Now to find a way to keep him in it...no idea how he managed to escape in the first place!! 
Pre escape








Post escape
















Sent from Petguide.com Free App


----------



## janababy (Jan 2, 2012)

Ohhhhhhh Flynn, trying your hand at decorating? You can't stay mad at that adorable face!!!!


----------



## ang.suds (Apr 1, 2014)

This kinda cracked me up bc he is soooo darn cute!!!!!!


----------



## RYAC (Mar 10, 2014)

Ridiculously cute! I would just laugh if that happened because I couldn't get mad with him staring at me like that.

Sorry if he ruined anything, does your cage have a straight latch or one with an L shaped hook at the end? If mine didn't have two latched with the hooks, Lucy would have already escaped.


----------



## Goldens R Great (Aug 19, 2010)

Wow, is he cute or what! 

I'm sorry about the mess, but it sounds like you have a good attitude about it! My first pup escaped from her crate a few times.
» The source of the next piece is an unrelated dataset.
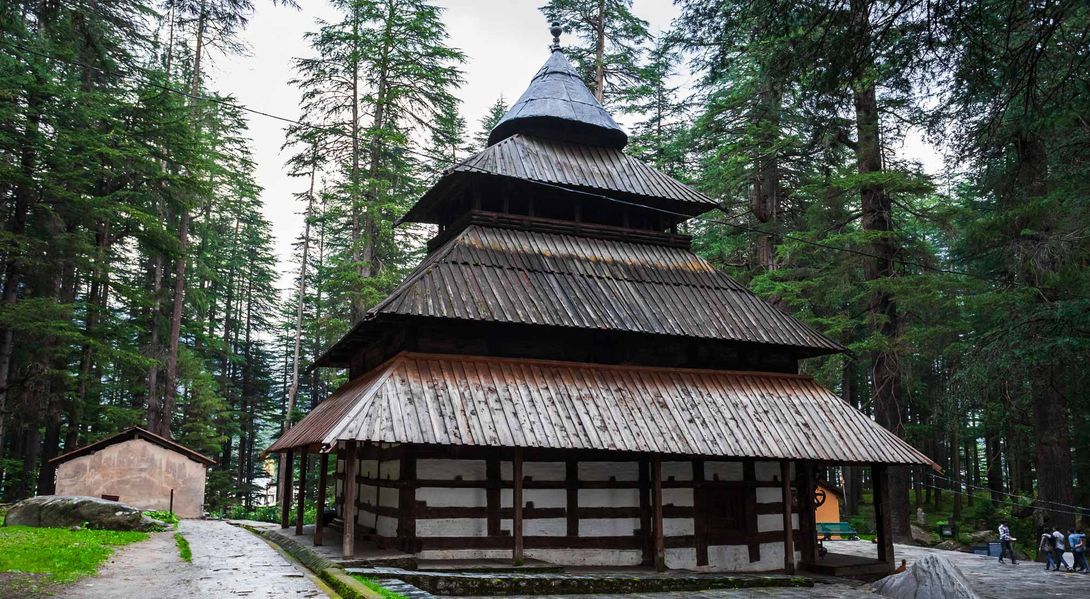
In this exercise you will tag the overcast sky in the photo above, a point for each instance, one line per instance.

All she ever did was go potty right by her crate and then...eat it. :yuck: Fortunately Flynn didn't do that! :


----------



## Flynn'sMommy (Apr 7, 2014)

Glad everyone got a kick out of my little "decorator". My reaction upon seeing the result was to just laugh for about 5-10 min! I just couldn't get the image of him running around free all proud of himself out of my head. 
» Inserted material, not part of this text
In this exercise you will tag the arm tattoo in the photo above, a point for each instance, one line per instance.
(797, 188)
His crate actually doesn't have slide latches at all, the whole door lifts slightly and settles into hooks and there's a latch at the top to prevent him from lifting the door off the hooks himself. Best guess is that that latch wasn't secured properly...

And thanks everyone, I think he is pretty darn cute but I'm a little biased ?


Sent from Petguide.com Free App


----------



## Shellbug (Nov 14, 2013)

Lol silly dog 


Sent from Petguide.com Free App


----------



## loraliromance (May 7, 2014)

Should rename him Tasmanian Devil, haha.


----------